LinkedIn allows you to post a professional profile and accept professional recommendations, and perform searches of the professional profiles of others you are considering doing business with. But with groups and posts it aspires to host content and be your first stop every morning. The risk is that it can become a time sink.
David Binetti’s Goodbye LinkedIn
I left Facebook about two years ago, and have zero regrets from that decision. Essentially, the costs of maintenance (friend requests/spam) well exceeded the benefits (the occasional interesting photo or story.) Unfortunately, that has now happened for me on LinkedIn as well.
The value proposition used to be in balance, but now I get way more spam than useful messages, the filtering of meaningful connections is too cumbersome (and spammy again), and the interfaces/apps have gone from cluttered and confusing to a full-on sensory assault. The last time I logged in, my thoughts went from the usual, “Crap, where do I start?” to “This is painful. Why am I doing this?” I couldn’t think of a good reason why other than “it might be more useful someday”, and that wasn’t good enough for the effort.
I will be leaving up this profile as a pointer (and to prevent someone else from taking it) but I won’t be using LinkedIn as a communication tool nor will I be accepting or responding to any connection requests. Over time I will be removing all my existing connections; don’t take it personally, I did the same thing with Facebook.
David Binetti in “Goodbye LinkedIn“
I Find LinkedIn Increasingly Frustrating
I don’t think I am prepared to go as far as David Binetti but I must confess I find LinkedIn increasingly frustrating. I have already blogged about my inability to turn off job ads even though I pay for the service. They want to grow by selling more ads and attempting to squander more of my attention. LinkedIn is steadfastly committed to not being a productivity app, just by judging from the evolution of how much of the screen they have taken over and devoted to ads and promoted announcements.

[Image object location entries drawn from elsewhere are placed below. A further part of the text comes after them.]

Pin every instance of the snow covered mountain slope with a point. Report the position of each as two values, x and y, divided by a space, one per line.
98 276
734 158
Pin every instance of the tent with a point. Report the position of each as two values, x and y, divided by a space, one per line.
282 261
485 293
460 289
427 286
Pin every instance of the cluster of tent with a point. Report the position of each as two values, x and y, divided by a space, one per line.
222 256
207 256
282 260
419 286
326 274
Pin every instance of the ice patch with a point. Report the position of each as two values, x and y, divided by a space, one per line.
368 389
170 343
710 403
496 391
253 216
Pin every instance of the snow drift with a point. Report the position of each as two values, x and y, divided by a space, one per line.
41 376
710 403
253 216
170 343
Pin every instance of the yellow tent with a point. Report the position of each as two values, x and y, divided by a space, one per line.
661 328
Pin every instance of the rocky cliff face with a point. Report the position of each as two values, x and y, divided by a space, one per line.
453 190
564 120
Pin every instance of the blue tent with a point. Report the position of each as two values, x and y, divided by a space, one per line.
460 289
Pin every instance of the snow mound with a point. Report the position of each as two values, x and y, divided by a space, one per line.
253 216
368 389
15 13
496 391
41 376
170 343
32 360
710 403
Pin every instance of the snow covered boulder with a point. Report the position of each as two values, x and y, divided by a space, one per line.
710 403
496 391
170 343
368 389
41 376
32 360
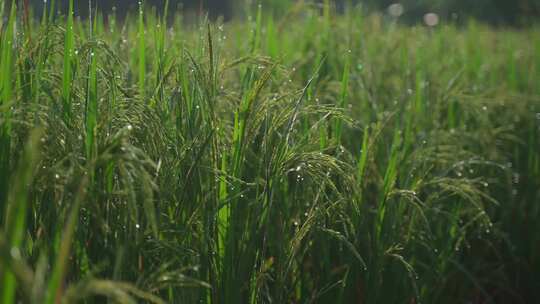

More recently they have changed the rules for LinkedIn groups so that moderation is now after the fact, creating a race condition with new members who want to spam the group once and move on. I suspect they would like to take over the management completely with automated moderation once they believe that they have it working well enough. This would allow them to place more promoted posts.
I see them on a trajectory that carries them past the well past the tipping point of utility for many more than David Binetti, but until someone crafts a viable replacement they will likely continue to degrade the interface to squander more of their customers’ attention on ads.
“Growing fast isn’t the problem. Building stuff that doesn’t provide sustained value for the customer is. Metrics don’t tell you when you’re customer is doing something bad for them, but good for you. They tell you to encourage the behavior.”